Selain keterpecahan di tingkat bawah, oposisi juga terbelah atas beberapa prinsip fundamental. Sebagian memandang Barat sebagai simbol pemerintahan demokratis, antikorupsi dan pluralisme dan memimpikan kemajuan Ukraina dengan nilai-nilai itu.
Sebagian lain hanyalah kalangan yang sudah muak dengan kleptokrasi pasca Uni Sovyet dan kecewa berat dengan kegagalan Revolusi Oranye mencapai tujuannya serta sudah kehilangan kepercayaan terhadap para pemimpin oposisi nominal yang terpilih karena kekayaannya saja.

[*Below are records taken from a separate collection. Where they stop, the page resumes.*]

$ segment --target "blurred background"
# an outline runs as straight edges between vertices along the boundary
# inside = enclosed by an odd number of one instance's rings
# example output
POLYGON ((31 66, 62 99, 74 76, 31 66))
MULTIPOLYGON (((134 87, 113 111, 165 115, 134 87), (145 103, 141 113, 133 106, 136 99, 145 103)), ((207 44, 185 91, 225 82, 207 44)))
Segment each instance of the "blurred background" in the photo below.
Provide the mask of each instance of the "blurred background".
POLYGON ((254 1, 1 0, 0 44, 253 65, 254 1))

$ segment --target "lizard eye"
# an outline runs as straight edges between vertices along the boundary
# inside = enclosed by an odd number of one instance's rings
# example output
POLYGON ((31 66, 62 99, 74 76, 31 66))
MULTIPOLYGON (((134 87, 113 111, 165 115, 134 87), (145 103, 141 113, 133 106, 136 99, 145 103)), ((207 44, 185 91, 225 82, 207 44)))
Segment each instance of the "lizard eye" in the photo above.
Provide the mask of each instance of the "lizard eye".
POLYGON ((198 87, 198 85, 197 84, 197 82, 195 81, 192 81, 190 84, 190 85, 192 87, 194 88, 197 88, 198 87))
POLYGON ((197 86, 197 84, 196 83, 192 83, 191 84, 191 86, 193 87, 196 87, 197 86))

Selain itu jangan lupa, ada juga komponen nasionalis sayap kanan yang berpengaruh yang menginginkan Ukraina hanya untuk etnik Ukraina mengesampingkan kaum minoritas seperti Yahudi, Muslim, Tatar, Polandia, Hungaria dan lainnya. Kelompok ini menambah rumit peta politik ke arah mana Ukraina akan memilih.
Mau tidak mau faktor pilihan Viktor Yanukovych yang menentukan akan ke mana Ukraina melangkah. Ia sudah punya beban berat dianggap sebagai boneka Rusia, padahal ia tak punya alasan mempercayai Putin, karena Putin sebelumnya justru mendukung para rival Yanukovych. Kalau usahanya selama ini membujuk Uni Eropa untuk memberikan kompensasi ekonomis sebagai imbalan "bercerai" dengan Rusia berhasil, nampakya hal itu akan menjadi pilihan terbaik di antara opsi-opsi yang tidak menguntungkan yang ada di hadapannya.